23a settimana del Tempo Ordinario.
Dal Vangelo secondo Luca (Lc 6,27-38)
In quel tempo, Gesù disse ai suoi discepoli: «A voi che ascoltate, io dico: amate i vostri nemici, fate del bene a quelli che vi odiano, benedite coloro che vi maledicono, pregate per coloro che vi trattano male. A chi ti percuote sulla guancia, offri anche l’altra; a chi ti strappa il mantello, non rifiutare neanche la tunica. Da’ a chiunque ti chiede, e a chi prende le cose tue, non chiederle indietro.
E come volete che gli uomini facciano a voi, così anche voi fate a loro. Se amate quelli che vi amano, quale gratitudine vi è dovuta? Anche i peccatori amano quelli che li amano.

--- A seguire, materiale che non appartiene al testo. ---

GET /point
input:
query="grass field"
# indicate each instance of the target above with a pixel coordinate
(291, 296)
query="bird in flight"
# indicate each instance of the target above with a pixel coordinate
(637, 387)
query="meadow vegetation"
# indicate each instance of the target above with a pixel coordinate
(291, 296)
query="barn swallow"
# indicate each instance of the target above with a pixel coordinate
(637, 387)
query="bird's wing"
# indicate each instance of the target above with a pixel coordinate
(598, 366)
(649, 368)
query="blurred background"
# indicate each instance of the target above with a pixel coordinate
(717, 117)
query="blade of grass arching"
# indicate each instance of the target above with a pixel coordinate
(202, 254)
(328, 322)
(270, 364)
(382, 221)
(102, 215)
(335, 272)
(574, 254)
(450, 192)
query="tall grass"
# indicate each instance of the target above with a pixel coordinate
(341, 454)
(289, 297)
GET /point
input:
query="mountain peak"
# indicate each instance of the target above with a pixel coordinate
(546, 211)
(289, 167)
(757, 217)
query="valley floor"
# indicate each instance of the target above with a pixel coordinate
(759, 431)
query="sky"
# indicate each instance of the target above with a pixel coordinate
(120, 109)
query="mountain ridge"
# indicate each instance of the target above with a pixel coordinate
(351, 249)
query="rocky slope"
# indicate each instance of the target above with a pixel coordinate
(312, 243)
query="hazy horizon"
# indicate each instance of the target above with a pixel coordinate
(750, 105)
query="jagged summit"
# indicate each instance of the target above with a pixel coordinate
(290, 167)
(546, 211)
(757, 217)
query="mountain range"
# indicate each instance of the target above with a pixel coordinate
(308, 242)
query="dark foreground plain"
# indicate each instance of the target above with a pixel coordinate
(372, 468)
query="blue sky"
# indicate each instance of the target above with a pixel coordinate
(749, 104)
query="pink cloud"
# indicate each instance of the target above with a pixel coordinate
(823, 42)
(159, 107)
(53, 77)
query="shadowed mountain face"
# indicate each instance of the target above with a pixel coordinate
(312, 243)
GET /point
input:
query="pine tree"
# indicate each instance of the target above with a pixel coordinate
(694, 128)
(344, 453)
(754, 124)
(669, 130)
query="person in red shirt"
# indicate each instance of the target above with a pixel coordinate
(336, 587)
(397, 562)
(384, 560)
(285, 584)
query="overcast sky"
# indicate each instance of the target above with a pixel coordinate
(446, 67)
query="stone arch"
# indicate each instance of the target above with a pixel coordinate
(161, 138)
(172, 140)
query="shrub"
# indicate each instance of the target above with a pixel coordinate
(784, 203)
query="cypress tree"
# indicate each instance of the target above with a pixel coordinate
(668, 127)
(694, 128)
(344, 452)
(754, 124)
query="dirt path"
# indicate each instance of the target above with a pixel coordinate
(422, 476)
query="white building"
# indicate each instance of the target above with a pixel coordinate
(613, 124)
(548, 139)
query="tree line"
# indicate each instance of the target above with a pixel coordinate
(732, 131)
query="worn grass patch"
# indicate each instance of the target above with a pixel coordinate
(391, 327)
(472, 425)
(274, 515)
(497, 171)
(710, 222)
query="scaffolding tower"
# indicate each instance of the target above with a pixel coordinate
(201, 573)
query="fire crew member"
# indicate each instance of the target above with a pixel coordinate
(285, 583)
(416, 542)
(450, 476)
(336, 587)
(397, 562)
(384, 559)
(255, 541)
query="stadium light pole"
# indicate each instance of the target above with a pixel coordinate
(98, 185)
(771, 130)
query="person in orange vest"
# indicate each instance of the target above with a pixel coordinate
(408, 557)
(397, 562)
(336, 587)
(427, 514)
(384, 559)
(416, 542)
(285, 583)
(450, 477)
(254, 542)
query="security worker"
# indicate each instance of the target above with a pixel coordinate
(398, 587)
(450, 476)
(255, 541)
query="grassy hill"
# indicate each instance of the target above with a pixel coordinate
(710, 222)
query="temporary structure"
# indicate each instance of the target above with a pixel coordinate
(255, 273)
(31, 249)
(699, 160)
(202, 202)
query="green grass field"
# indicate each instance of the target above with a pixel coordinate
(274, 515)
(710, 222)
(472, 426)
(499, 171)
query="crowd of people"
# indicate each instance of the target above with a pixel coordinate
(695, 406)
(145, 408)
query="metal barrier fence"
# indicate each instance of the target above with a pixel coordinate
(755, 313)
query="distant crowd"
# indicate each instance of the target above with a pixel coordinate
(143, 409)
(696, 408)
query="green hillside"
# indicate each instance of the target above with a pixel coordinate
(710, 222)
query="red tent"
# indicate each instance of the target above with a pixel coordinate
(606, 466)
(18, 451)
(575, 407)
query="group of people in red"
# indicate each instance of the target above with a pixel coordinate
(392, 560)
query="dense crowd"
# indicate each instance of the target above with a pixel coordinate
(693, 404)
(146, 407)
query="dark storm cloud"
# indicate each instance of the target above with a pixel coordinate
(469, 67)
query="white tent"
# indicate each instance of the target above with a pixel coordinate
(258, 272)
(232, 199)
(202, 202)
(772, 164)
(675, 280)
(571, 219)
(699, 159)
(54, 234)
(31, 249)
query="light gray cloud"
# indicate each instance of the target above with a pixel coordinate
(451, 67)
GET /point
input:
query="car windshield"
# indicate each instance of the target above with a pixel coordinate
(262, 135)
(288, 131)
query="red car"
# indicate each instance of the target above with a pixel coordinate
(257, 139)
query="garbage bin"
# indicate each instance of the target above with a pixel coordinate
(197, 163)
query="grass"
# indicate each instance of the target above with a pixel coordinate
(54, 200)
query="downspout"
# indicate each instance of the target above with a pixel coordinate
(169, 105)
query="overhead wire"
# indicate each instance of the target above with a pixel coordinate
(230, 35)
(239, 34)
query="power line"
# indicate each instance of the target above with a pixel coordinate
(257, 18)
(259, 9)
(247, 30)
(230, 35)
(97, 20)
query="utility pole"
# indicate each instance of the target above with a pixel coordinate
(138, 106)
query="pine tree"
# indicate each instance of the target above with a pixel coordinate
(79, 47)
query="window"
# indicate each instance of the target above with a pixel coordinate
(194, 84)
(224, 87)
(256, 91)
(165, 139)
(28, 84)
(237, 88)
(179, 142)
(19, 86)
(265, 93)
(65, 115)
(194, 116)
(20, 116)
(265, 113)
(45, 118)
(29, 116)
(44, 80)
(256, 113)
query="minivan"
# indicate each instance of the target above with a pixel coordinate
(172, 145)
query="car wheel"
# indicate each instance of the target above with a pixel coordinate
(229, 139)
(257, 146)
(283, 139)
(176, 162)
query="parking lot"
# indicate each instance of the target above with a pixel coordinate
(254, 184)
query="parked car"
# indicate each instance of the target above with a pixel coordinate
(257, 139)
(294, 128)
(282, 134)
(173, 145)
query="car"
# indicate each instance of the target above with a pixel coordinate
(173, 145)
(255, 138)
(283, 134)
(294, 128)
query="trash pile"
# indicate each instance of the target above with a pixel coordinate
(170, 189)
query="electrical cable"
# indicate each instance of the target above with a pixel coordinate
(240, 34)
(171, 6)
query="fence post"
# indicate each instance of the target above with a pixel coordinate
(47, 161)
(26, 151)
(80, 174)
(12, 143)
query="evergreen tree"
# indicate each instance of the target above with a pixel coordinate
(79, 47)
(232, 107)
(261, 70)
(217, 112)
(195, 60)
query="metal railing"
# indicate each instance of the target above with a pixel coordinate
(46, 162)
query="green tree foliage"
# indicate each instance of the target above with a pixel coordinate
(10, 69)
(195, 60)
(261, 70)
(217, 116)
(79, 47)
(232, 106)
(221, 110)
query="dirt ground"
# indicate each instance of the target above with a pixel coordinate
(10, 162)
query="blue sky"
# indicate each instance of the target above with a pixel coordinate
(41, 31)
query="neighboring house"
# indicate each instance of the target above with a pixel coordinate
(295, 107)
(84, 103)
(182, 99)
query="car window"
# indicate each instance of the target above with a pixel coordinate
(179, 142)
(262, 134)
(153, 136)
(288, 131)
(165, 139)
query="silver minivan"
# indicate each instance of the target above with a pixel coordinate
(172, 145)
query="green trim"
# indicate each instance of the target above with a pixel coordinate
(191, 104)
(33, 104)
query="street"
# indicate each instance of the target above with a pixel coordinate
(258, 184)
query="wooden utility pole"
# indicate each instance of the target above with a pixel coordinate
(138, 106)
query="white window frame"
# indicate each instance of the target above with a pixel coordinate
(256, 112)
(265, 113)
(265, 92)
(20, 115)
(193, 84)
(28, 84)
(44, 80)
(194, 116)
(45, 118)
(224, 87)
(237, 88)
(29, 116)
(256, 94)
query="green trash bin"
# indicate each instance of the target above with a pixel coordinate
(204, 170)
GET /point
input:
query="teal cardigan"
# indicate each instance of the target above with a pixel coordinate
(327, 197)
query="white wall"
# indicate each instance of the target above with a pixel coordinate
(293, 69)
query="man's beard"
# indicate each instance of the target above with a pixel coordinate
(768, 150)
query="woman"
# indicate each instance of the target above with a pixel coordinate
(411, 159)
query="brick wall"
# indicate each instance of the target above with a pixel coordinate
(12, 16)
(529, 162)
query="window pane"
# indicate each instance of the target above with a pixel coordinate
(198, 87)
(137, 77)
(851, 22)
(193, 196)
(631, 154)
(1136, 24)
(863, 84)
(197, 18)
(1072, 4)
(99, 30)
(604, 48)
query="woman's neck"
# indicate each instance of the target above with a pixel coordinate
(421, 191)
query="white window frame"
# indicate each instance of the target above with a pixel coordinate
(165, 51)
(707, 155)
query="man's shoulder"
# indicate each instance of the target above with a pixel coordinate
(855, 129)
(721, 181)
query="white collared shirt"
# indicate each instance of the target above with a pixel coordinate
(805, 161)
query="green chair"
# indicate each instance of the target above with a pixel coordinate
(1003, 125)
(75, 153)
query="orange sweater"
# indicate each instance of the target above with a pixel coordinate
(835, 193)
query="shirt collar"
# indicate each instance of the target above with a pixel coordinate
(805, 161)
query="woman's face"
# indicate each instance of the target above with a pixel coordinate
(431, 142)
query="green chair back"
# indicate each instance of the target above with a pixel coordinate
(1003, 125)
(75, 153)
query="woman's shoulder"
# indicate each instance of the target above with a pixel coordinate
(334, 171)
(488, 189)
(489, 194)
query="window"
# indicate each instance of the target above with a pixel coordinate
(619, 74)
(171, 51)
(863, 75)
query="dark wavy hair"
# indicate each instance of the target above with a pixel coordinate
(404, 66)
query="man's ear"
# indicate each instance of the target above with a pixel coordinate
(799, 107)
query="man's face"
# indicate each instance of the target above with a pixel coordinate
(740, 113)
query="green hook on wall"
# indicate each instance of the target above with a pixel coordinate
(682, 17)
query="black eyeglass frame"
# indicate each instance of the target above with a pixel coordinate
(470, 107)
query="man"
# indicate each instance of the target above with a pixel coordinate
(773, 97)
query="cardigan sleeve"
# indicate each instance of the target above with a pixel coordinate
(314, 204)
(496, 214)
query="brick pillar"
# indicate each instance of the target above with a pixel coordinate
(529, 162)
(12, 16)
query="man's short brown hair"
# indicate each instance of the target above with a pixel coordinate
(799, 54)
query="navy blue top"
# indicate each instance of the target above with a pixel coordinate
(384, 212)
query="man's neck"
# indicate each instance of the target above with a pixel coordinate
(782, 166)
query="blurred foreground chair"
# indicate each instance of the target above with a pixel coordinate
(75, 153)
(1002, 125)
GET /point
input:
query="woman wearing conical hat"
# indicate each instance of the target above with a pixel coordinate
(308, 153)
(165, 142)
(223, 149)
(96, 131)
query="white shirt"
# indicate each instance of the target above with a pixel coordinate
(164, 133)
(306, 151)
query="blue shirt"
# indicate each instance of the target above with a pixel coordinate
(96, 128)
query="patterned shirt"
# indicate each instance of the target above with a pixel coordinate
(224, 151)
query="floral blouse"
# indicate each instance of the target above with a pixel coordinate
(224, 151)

E se fate del bene a coloro che fanno del bene a voi, quale gratitudine vi è dovuta? Anche i peccatori fanno lo stesso. E se prestate a coloro da cui sperate ricevere, quale gratitudine vi è dovuta? Anche i peccatori concedono prestiti ai peccatori per riceverne altrettanto. Amate invece i vostri nemici, fate del bene e prestate senza sperarne nulla, e la vostra ricompensa sarà grande e sarete figli dell’Altissimo, perché egli è benevolo verso gli ingrati e i malvagi.
Siate misericordiosi, come il Padre vostro è misericordioso.
Non giudicate e non sarete giudicati; non condannate e non sarete condannati; perdonate e sarete perdonati. Date e vi sarà dato: una misura buona, pigiata, colma e traboccante vi sarà versata nel grembo, perché con la misura con la quale misurate, sarà misurato a voi in cambio».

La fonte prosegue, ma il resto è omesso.